LOCUS SOLUS
(Фрагменты)
Перейдя вслед за Кантерелем эспланаду, мы спустились по пологому скату протянувшейся среди густых газонов прямолинейной аллеи, посыпанной желтым песком, которая, становясь вскоре горизонтальной, вдруг расширялась, чтобы обогнуть с двух сторон, как река обтекает остров, какую-то просторную и высокую стеклянную клетку, покрывавшую собой, должно быть, прямоугольник размерами десять на сорок метров.
Состоящая сплошь из огромных стекол, поддерживаемых прочным, но тонким железным каркасом, прозрачная конструкция, в которой безраздельно царили прямые линии, геометрической простотой своих четырех стен и потолка напоминала некую чудовищную коробку без крышки, положенную вверх дном на землю таким образом, чтобы ее главная ось совпадала с осью аллеи.
Дойдя до подобия широкого эстуария, образованного расходящимися наискось берегами этой аллеи, Кантерель, призывая нас взглядом, взял вправо и, обогнув угол хрупкого строения, остановился.
Вдоль стеклянной стены, которая теперь была рядом с нами и к которой повернулась вся наша группа, растянувшись разреженной шеренгой, стояли люди.
Нашим взглядам представилось возведенное само по себе, прямо на земле, за стеклом, от которого его отделяло менее метра, подобие квадратной комнаты, лишенной, чтобы четко и ясно было ее видно, потолка и той из четырех стен, которая иначе противостояла бы нам совсем близко, демонстрируя свою внешнюю сторону. По виду это была полуразрушенная капелла, используемая в качестве тюремного помещения. Снабженное двумя разнесенными друг от друга гнутыми горизонтальными поперечинами, к которым крепилась вереница заостренных с обоих концов прутьев, посреди возвышающейся справа от нас стены открывалось окно, а на истертых плитах пола стояли убогие койки, одна побольше и одна поменьше, так же как и низкий стол с табуретом. В глубине у стены вздымались остатки алтаря, откуда упала, разбившись, большая каменная Богоматерь, из рук которой это происшествие вырвало, не причинив, впрочем, особого вреда, младенца Иисуса.

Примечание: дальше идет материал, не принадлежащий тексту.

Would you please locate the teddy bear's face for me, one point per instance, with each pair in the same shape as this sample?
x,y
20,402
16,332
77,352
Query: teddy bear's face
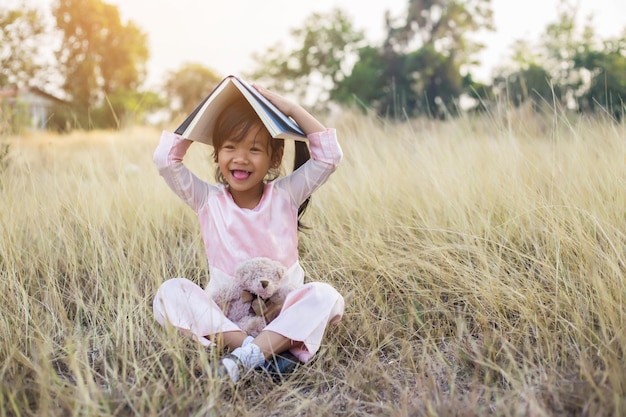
x,y
261,276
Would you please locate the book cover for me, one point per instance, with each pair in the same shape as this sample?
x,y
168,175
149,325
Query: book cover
x,y
198,126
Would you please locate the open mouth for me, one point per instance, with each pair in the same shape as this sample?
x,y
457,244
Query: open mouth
x,y
240,175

Человек в пальто и меховой шапке — издалека мы видели, как он брел внутрь огромной клетки, и Кантерель в двух словах представил его как одного из своих помощников — вошел при нашем приближении через разверстую стену капеллы, откуда он тут же и вышел, направляясь направо.
Вытянувшись на большей койке, неизвестный с седеющими волосами, казалось, погрузился в размышления.

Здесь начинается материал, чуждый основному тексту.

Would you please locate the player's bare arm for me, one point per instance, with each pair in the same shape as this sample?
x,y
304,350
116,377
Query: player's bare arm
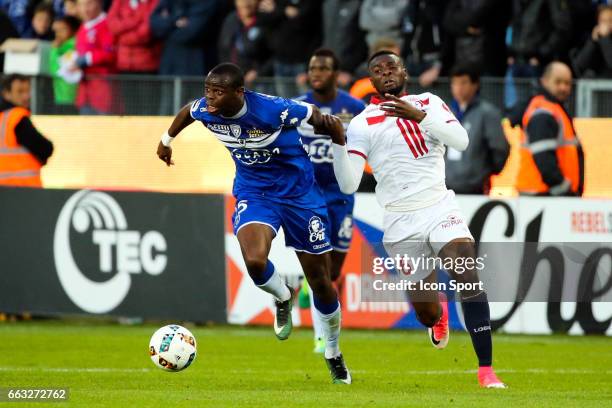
x,y
180,122
398,108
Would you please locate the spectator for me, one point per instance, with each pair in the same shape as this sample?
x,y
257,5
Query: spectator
x,y
595,57
243,42
96,58
469,172
23,149
341,34
70,8
540,32
181,25
41,23
7,30
382,18
138,53
296,32
552,162
20,14
423,40
476,33
62,55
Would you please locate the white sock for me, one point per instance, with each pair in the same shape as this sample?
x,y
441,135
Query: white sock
x,y
276,287
316,320
331,331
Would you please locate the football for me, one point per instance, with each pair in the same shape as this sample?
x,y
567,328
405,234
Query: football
x,y
172,348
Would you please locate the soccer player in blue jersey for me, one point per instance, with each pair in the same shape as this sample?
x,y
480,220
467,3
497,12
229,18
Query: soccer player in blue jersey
x,y
274,186
323,69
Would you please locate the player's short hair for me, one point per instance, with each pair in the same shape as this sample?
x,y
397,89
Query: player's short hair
x,y
603,8
7,81
327,53
231,71
381,53
466,69
72,22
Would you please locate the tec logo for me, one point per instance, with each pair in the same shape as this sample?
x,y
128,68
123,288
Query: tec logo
x,y
316,229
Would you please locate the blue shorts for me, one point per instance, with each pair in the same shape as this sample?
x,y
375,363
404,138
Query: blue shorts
x,y
340,211
306,229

Вскоре, как будто приняв какое-то решение, он поднялся, чтобы направиться к алтарю, осторожно переставляя левую ногу, явно причинявшую ему боль.
Тут рядом с нами раздались рыдания, издаваемые женщиной, носившей вуаль из черного крепа; она, опираясь на руку юноши, вскричала: «Жерар… Жерар…», безысходно протягивая руку к капелле.

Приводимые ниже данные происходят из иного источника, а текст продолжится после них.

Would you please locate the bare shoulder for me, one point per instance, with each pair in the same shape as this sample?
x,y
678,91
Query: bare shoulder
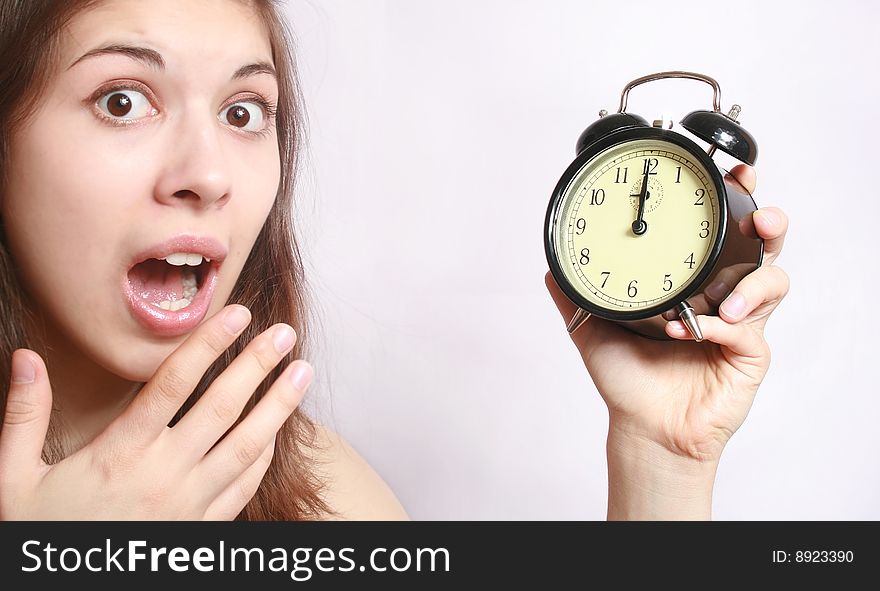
x,y
353,489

Подойдя к алтарю, тот, кого она так называла, подобрал младенца Иисуса, которого вслед за этим, предварительно усевшись, положил себе на колени.
В вынутой им кончиками пальцев из кармана круглой металлической баночке, когда была поднята ее прикрепленная на шарнире крышка, оказалось что-то вроде розоватой мази, тонкий слой которой он принялся наносить на детское лицо статуи.
В этот же миг зрительница под черной вуалью, как бы намекая на странную гримировку, сказала юноше, который, весь в слезах, склонил в знак согласия голову:
«Это ради тебя… чтобы тебя спасти…»
Все время прислушиваясь, Жерар, которого, казалось, преследовала боязнь какой-то неожиданности, работал споро, и вскоре все каменное лицо статуи стало розовым от мази, так же как и шея, и уши.
Уложив статую на придвинутую к левой стене меньшую койку, он несколько мгновений рассматривал ее и, опустив закрытую баночку с мазью в карман, направился к окну.
Пользуясь приданной всем прутьям несколько выпученной вовне формой, он наклонился, чтобы выглянуть наружу вниз.
Полные любопытства, мы сделали несколько шагов вправо, и в наше поле зрения попала противоположная сторона стены. Чуть утопленное в ее толще окно было расположено между двумя угловыми выступами, более удаленный из каковых служил вместилищем и поддоном для груды всевозможных отбросов, содержавших, в частности, бесчисленные объедки груш, среди которых, не обращая внимания на кожуру, Жерар, просунув руку между двух прутьев, собирал все огрызки, состоящие из внутренних волоконец, объединенных воедино с косточками и плодоножкой.